It's still cheaper to pay Obamacare's "individual mandate penalty" than to buy coverage, even after the Department of Health and Human Services raised the 2015 penalty, an analysis shows.
The Avalere Health
analysis, released Friday, notes that the penalty is simply too low to spur middle-income people to get coverage, adding that this might help explain the "lackluster" enrollment in a special extended period offered to people who discovered the mandate penalty while filing their 2014 taxes.
Only 68,000 people signed up during the extension
; up to 6 million are estimated to owe the penalty
For 2014, the fine was the greater of $95 per person or 1 percent of household income;
this year the fine will jump to the greater of 2 percent of income or $325. By 2016, the average fine will be about $1,100
, based on government figures.
"[I]ndividuals earning more than double the poverty level may continue to forgo coverage since paying the fine is still much more affordable than purchasing insurance," Caroline Pearson, senior vice president at Avalere, writes in the analysis.
In one example, the analysis shows that a 27-year-old with income at 300 percent of the poverty level would pay about $2,000 for the lowest-cost subsidized insurance, compared with a penalty of just $345.
But Obamacare "is a good deal" for people making less than 200 percent of the poverty line, or about $23,000, the analysis shows.
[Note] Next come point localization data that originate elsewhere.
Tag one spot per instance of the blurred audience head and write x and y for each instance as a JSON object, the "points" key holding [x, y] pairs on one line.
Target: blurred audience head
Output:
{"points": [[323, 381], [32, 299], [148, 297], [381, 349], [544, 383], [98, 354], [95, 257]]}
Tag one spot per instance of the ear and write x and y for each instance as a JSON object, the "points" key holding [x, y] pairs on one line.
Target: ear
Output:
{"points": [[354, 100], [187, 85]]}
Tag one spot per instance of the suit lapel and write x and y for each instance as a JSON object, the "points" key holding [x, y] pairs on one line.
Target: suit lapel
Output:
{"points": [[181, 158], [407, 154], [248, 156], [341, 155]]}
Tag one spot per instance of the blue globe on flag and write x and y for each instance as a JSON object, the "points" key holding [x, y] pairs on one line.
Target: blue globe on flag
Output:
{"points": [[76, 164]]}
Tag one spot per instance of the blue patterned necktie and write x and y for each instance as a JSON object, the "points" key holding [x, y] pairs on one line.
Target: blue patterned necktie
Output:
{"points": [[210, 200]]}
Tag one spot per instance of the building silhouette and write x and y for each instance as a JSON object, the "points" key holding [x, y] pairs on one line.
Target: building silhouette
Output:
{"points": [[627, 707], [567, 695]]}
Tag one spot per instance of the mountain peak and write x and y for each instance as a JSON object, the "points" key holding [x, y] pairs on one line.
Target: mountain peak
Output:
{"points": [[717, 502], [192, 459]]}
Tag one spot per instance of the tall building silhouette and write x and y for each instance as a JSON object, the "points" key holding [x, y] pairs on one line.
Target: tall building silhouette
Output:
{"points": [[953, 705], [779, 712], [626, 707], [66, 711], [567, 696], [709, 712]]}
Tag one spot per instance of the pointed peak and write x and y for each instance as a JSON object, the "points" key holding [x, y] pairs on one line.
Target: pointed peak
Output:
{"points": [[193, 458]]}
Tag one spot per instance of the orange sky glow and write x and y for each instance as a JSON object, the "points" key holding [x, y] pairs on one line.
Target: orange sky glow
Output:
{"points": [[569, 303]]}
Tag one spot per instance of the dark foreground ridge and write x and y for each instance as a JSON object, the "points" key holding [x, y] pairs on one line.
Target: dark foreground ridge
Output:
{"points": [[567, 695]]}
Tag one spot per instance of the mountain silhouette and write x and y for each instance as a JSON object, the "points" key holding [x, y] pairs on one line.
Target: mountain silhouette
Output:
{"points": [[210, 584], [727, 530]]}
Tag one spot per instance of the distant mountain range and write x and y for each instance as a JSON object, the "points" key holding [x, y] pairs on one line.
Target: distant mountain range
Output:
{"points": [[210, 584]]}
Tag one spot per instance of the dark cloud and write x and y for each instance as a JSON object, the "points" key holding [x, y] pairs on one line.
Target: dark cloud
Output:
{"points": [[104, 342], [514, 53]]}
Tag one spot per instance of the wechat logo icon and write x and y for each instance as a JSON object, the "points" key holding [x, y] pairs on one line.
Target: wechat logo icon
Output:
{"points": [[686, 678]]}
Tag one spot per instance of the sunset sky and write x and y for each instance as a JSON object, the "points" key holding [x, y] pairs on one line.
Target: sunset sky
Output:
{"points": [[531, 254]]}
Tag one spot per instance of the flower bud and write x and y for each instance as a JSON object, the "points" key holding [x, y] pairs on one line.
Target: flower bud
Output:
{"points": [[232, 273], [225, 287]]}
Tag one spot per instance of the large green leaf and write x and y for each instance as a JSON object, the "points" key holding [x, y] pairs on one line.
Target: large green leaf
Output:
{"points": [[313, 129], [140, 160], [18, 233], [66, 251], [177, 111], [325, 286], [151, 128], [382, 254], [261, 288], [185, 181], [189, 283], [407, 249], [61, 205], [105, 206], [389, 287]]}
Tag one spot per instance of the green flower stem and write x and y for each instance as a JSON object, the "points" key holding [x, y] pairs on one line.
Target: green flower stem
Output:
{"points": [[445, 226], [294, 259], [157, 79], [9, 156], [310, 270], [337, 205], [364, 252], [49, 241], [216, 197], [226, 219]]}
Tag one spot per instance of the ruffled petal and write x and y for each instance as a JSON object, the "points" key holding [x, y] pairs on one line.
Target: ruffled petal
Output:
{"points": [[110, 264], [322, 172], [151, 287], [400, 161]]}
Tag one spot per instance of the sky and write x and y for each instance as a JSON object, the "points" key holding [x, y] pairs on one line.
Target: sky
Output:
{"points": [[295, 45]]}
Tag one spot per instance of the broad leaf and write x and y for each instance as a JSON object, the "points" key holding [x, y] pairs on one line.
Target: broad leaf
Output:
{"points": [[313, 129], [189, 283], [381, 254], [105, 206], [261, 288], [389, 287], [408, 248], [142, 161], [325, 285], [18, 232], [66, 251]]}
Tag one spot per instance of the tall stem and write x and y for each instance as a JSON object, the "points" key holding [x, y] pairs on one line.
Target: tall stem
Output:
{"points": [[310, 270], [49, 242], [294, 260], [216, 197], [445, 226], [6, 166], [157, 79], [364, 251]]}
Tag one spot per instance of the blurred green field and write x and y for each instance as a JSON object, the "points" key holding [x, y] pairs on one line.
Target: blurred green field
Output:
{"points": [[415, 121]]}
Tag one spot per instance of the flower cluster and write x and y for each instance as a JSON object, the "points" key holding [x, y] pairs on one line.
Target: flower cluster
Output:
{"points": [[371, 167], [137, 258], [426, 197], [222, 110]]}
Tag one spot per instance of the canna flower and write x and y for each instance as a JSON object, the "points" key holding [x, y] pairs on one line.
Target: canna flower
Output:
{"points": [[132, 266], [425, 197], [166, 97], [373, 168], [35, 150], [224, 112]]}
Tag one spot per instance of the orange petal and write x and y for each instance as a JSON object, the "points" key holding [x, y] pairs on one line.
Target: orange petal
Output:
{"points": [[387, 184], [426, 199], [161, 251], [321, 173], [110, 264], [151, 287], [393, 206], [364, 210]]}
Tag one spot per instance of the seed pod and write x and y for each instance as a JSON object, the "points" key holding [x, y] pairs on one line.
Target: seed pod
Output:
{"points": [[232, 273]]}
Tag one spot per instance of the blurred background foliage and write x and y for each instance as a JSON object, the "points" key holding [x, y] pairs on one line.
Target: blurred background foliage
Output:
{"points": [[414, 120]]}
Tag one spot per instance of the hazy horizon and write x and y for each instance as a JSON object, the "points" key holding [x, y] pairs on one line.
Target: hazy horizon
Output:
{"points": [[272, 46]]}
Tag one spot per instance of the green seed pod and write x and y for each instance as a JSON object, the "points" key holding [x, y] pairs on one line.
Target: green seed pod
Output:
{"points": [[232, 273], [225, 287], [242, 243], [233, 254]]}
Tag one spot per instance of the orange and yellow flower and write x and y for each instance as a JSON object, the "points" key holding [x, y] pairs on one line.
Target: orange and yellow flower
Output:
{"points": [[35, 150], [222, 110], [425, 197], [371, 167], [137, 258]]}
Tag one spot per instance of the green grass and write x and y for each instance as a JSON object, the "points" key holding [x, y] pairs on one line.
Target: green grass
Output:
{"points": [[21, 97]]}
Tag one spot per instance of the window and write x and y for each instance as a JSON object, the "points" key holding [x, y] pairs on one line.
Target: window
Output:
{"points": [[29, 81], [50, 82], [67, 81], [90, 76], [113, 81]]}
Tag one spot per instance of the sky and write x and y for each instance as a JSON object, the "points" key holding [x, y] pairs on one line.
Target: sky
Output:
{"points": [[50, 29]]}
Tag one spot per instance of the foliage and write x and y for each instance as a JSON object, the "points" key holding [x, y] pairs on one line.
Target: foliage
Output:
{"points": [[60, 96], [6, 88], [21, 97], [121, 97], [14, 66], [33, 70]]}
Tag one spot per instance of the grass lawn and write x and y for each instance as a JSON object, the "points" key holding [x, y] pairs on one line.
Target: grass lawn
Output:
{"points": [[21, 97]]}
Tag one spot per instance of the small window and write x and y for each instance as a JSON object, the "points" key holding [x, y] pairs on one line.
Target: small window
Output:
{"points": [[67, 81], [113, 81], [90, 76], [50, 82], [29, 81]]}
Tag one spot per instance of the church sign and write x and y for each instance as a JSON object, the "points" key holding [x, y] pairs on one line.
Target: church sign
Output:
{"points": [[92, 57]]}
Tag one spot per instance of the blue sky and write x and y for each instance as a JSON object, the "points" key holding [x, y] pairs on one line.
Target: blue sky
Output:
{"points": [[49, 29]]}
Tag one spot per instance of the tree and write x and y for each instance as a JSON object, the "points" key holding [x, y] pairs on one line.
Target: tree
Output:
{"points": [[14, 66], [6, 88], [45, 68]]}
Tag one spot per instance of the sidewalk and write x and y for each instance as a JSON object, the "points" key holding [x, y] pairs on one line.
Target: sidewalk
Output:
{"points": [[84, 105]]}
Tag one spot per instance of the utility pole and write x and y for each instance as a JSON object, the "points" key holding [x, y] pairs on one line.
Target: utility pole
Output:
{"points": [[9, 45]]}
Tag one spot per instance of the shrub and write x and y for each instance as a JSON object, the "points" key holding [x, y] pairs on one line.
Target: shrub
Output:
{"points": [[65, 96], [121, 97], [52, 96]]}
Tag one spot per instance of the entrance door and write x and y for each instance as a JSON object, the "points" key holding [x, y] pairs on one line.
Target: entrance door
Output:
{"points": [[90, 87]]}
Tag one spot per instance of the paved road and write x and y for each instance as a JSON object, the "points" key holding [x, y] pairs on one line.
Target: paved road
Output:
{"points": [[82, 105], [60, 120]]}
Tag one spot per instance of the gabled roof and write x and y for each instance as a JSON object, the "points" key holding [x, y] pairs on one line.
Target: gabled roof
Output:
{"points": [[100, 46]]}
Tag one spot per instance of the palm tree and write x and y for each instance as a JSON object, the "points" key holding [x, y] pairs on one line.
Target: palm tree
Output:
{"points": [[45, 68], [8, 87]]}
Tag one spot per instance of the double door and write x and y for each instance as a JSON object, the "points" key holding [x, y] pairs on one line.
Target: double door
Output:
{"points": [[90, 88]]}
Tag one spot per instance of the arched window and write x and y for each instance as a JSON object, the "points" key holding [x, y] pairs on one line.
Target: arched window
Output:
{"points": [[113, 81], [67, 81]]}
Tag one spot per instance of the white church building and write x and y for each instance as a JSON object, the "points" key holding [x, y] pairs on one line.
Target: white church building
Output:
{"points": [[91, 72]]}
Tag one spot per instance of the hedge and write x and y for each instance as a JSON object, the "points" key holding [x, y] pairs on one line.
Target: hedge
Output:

Data released previously by Avalere found exchanges using HealthCare.gov had enrolled 76 percent of eligible individuals in 2015 with incomes between 100 percent and 150 percent of the federal poverty level, or $11,770 and $17,655.
"However, participation rates decline dramatically as incomes increase and subsidies decrease," the analysis finds. "For instance, only 16 percent of those earning 301 to 400 percent [of the federal poverty level] picked coverage through an exchange, even though they may be eligible for premium subsidies," the analysis shows.